Ryan Zinke Gave Ranchers That Inspired Oregon Standoff Their Grazing Rights Back
Former Interior Secretary Ryan Zinke renewed the federal grazing leases of two Oregon ranchers on Jan. 2 after President Donald Trump pardoned them of arson charges in 2018, The Oregonian reports.
The Bureau of Land Management (BLM) denied an application to renew the grazing rights of Dwight Hammond and his son Steven in 2014, citing their 2012 convictions for arson for which they both served stints in prison and paid a fine of $400,000. In total, the Hammonds charred 140 acres of federal land in two accidents in 2001 and 2006.
Trump pardoned the Hammonds on July 10, 2018. The Ninth Circuit had sent the ranchers back to prison in 2016 to serve out the rest of a five-year minimum sentence required under the 1996 anti-terrorism law the ranchers were prosecuted under.
“In light of the grants of Executive Clemency, the years of imprisonment, and civil damages paid by the Hammonds, I find that it is consistent with the intent of the pardons – and in particular their reflections of the President’s judgement as to the seriousness of the Hammonds’ offenses – to renew the Hammonds’ permit for the duration of the term that would have commenced in 2014,” Zinke wrote in the order, first reported by The Oregonian.
The Hammonds grazing permits will be up for renewal again in 2024. Zinke’s order came within days of his retirement, which he announced in mid-December. (RELATED: Zinke Says Cost Of Fending Off ‘False Allegations’ Prompted Resignation)

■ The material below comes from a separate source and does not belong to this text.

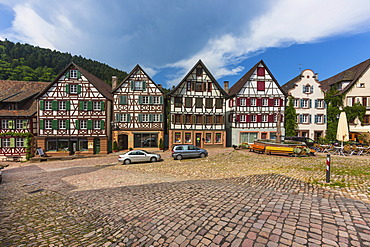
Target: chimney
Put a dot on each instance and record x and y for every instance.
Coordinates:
(226, 86)
(114, 81)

Chris Saeger, executive director of the Western Values Project, slammed Zinke’s last-minute decision.
“By allowing these lawbreaking extremists back on public lands, the Trump administration is sending the message that politics will always trump our American birthright,” Saeger said in a statement. “The American people must be made whole for the damage done to public lands by the Hammonds.”
The Hammonds’ reimprisonment sparked the Bundys’ takeover of the Malheur National Wildlife Refuge in Oregon in 2016.